Jumpat / SegmentAnythingin3D

Segment Anything in 3D with NeRFs (NeurIPS 2023)
Apache License 2.0
873 stars 54 forks source link

How much memory is required to train SA3D, and how to make own dataset? #36

Closed Lizhinwafu closed 10 months ago

Lizhinwafu commented 11 months ago

How much memory is required to train SA3D, and how to make own dataset?

Jumpat commented 11 months ago

The GPU memory cost depends on the scene. A 24GB (e.g., RTX3090) GPU is usually enough. For training on custom dataset, you may find some help from DirectVoxGo. You need to process the data with COLMAP and put it under the specific data structure.

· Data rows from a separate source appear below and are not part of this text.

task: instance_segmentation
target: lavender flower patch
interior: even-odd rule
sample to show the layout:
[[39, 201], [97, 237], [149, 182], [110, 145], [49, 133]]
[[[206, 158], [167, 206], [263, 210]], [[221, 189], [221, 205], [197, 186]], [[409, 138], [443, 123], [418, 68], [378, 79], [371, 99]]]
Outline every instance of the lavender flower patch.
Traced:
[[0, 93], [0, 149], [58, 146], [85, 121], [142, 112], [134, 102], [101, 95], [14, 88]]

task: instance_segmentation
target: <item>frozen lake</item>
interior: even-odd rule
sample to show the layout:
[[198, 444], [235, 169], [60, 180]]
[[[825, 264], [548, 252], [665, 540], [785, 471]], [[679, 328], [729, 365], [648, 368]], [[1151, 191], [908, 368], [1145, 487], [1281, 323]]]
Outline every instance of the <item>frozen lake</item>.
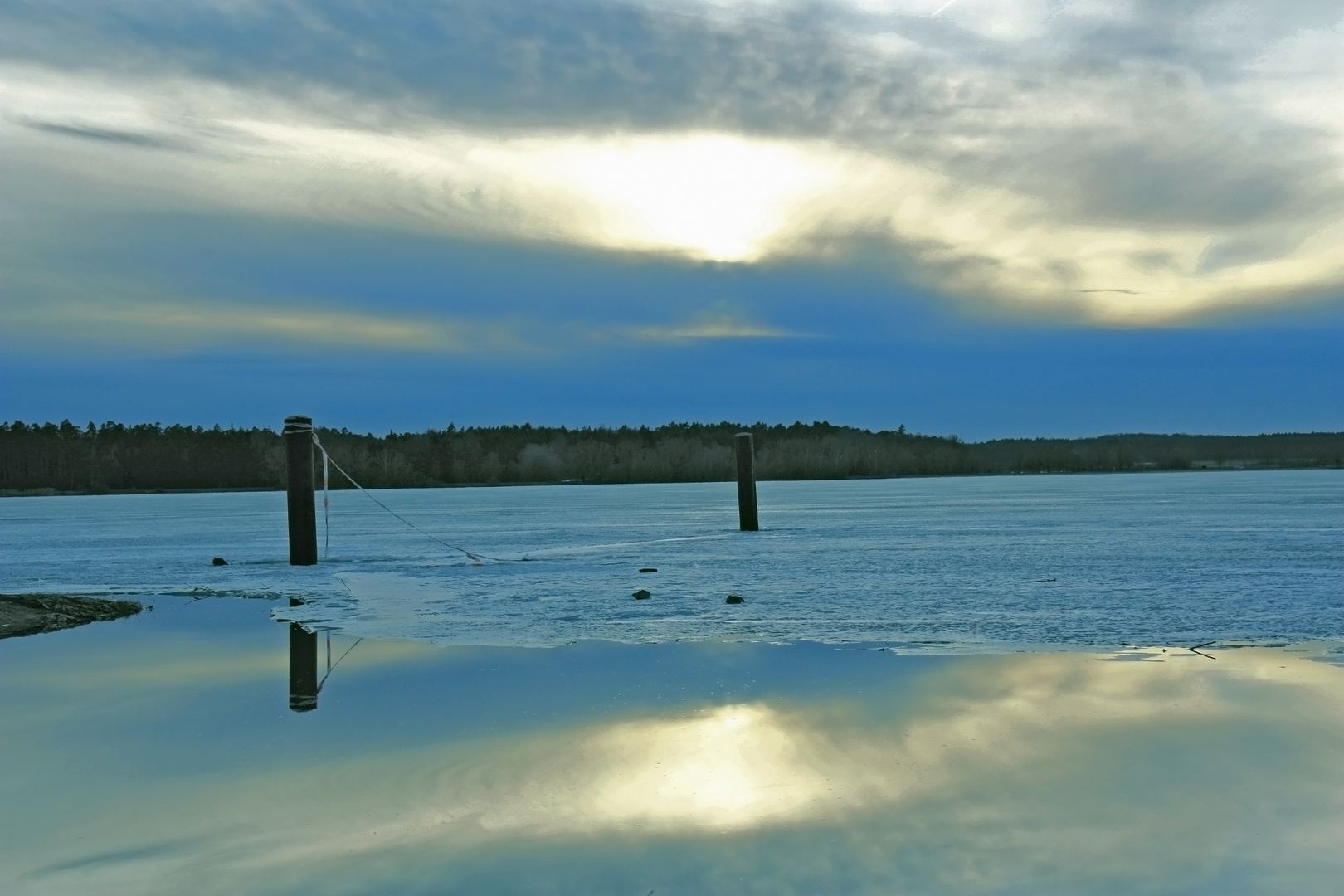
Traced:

Lizhinwafu commented 10 months ago

Thanks for your reply.

I have some question about SA3D:

(1) I found that the data resolution was too large and the training was easily interrupted. My data is 4096*2160. (2) I found the reason for the error. LLFF is a forward-facing data set, and I collected data through 360 degrees. I made it into LLFF data set format and found that it cannot be trained. Maybe it needs to be made into LERF format or mip-NeRF360. (3) I found that you have implemented instance splitting for multiple targets. How is this achieved and which command is used? In the example command, I can only get one target in the scene. This instance segmentation is what I want.

Many thanks. image

Lizhinwafu commented 10 months ago

Another question, should these two places in the nerf_unbounded data set be the same? image image

Zanue commented 10 months ago

(1) To use low resolution images for training, you need to firstly ensure that in your data directory there are folders like [images|images_2|images_4|images_8]. This can be created by COLMAP. Then you need to specify the factor parameter in your configs, like this. factor means the downsample factor of training images.

(2)

Maybe it needs to be made into LERF format or mip-NeRF360.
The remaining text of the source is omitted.